We attribute the failure to two key factors: a lack of relevant data and an ineffective model design. Unlike data augmentation techniques such as flipping or rotation, commonly used to create paired training data in object customization methods, our approach requires a triplet of images: two image prompts and one target image. The image prompts should contain similar objects but exhibit distinct poses compared to the target image. To collect these triplets, we propose a data engine to curate our finetuning set. We leverage an advanced text-to-image generation model to generate triplets where the same object pair is shared across the images. Through text prompt guidance, the image prompt provides strong identity information.
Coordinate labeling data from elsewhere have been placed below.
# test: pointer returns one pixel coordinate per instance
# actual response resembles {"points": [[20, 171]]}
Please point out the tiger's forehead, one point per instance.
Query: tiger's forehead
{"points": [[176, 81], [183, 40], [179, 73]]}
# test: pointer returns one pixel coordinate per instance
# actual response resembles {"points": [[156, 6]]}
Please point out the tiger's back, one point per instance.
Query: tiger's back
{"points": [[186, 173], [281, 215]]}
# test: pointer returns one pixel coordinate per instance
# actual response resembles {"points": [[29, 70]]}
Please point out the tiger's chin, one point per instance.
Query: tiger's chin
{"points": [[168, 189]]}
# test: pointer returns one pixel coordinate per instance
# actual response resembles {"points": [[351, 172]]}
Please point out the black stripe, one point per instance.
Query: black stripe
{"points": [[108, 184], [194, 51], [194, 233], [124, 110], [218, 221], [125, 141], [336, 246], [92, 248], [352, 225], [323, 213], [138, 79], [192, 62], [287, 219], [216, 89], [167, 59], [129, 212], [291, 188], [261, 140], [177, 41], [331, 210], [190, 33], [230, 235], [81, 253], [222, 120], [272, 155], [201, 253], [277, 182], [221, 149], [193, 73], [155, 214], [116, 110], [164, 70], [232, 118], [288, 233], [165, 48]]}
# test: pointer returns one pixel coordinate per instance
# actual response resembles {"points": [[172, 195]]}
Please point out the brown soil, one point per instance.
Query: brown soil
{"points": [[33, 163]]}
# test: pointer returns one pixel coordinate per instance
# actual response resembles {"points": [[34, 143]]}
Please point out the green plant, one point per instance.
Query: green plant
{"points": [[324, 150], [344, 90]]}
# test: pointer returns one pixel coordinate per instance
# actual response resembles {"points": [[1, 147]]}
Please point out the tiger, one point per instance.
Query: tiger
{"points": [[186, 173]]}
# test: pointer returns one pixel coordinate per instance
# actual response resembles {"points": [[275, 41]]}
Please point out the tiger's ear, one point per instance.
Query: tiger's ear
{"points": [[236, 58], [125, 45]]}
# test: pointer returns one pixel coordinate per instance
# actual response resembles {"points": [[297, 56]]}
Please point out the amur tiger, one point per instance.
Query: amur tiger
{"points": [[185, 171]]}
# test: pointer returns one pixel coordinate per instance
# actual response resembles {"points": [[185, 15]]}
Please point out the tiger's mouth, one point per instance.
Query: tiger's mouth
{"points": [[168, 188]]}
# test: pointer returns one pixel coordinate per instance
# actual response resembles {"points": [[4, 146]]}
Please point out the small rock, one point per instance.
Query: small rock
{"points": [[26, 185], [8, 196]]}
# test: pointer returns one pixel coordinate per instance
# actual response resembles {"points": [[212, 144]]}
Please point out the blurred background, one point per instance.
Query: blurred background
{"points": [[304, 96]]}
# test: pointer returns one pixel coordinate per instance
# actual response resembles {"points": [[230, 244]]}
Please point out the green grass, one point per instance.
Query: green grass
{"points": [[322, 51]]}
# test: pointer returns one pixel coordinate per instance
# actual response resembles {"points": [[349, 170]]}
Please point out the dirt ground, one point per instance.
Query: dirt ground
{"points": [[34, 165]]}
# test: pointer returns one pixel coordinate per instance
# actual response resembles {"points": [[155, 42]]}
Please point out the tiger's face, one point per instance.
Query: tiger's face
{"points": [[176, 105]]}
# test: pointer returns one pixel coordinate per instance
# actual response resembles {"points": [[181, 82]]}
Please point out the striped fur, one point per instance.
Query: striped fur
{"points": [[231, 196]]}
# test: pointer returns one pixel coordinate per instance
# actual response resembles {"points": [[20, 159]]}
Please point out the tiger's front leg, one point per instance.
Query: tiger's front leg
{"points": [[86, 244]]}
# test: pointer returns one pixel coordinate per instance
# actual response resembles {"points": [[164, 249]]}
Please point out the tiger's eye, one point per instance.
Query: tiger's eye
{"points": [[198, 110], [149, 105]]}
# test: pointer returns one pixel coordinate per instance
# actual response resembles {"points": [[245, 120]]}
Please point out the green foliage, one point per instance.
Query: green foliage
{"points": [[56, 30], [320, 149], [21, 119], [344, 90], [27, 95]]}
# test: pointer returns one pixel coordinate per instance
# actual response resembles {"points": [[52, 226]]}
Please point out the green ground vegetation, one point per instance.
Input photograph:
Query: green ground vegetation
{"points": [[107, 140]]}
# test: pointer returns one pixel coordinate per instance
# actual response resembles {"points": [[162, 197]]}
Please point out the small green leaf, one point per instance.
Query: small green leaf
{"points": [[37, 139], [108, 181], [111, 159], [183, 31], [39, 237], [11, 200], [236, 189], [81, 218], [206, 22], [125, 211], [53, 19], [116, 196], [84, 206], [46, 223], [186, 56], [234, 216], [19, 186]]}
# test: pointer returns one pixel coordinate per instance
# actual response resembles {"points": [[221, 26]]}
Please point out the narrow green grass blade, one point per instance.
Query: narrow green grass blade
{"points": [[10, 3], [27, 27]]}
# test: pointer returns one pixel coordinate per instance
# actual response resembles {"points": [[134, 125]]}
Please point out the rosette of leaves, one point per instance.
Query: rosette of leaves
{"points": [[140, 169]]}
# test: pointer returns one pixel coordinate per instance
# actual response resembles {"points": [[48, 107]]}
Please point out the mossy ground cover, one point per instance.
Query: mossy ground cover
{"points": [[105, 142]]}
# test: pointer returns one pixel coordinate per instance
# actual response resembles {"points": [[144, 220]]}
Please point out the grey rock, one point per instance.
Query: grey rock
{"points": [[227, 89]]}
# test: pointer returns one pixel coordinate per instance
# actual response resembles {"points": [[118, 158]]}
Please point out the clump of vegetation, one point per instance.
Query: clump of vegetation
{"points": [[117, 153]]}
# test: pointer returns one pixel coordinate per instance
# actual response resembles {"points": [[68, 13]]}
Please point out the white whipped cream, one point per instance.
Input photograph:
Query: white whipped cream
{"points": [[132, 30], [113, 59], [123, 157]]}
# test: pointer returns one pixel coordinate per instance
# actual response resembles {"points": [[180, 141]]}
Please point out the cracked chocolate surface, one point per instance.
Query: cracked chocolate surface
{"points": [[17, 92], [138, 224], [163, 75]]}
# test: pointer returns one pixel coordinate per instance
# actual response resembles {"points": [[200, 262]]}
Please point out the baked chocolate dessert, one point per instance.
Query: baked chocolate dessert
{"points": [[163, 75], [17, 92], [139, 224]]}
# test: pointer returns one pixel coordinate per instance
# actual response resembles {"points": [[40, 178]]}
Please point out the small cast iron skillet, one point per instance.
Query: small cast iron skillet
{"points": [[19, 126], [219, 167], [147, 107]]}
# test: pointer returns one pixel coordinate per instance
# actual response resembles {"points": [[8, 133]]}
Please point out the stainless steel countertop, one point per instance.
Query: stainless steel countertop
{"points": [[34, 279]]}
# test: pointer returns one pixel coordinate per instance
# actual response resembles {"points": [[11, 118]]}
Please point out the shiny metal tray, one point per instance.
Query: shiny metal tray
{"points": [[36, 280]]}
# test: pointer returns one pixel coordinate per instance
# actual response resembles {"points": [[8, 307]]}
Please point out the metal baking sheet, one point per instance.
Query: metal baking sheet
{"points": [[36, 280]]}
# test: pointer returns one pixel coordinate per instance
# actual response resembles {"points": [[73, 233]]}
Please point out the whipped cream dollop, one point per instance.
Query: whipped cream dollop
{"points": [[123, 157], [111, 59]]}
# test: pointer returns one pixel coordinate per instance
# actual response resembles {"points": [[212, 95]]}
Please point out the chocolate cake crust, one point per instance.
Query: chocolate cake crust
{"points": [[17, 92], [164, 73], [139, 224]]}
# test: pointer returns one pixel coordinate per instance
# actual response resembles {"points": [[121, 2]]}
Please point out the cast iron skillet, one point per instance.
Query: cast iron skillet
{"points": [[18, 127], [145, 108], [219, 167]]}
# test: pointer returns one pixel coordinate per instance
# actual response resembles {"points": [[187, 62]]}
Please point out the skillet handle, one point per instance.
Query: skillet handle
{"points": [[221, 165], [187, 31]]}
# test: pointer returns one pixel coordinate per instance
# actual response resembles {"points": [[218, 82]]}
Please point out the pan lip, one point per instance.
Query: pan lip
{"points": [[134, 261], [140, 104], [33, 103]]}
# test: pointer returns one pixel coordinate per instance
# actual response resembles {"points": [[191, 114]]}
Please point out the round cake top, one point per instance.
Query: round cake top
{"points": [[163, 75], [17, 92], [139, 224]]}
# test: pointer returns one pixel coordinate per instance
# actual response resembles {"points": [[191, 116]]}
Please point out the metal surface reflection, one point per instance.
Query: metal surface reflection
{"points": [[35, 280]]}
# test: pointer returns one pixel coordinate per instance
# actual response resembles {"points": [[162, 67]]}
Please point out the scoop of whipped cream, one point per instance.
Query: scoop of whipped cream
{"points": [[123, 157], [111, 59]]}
This enables the decoupling of the relationship in the target image, which enhances the relation learning.
For the model design, we propose DreamRelation, which applies the Low-Rank Adaptation (LoRA) strategy to the text cross-attention layers of existing diffusion models to process user-provided text prompts. In DreamRelation, two key modules are introduced during training to enhance the relation generation in customized generation. First, we introduce a keypoint matching loss (KML) as additional supervision to explicitly encourage the model to manipulate object poses, since relationships between objects are closely tied to their poses. Importantly, the KML operates on the latent representation rather than the original image space, aligning with the default diffusion loss. Second, since relation-aware customization requires local features from image prompts, such as the “hands” features for generating “shaking hands”—which are not captured by CLIP's coarse image-level features, we introduce dense fea- tures from CLIP. Through partitioning and pooling, we obtain local tokens that contain detail and local information. To further enhance the compatibility between dense features and image-level features, we employ a self-distillation method to improve their alignment.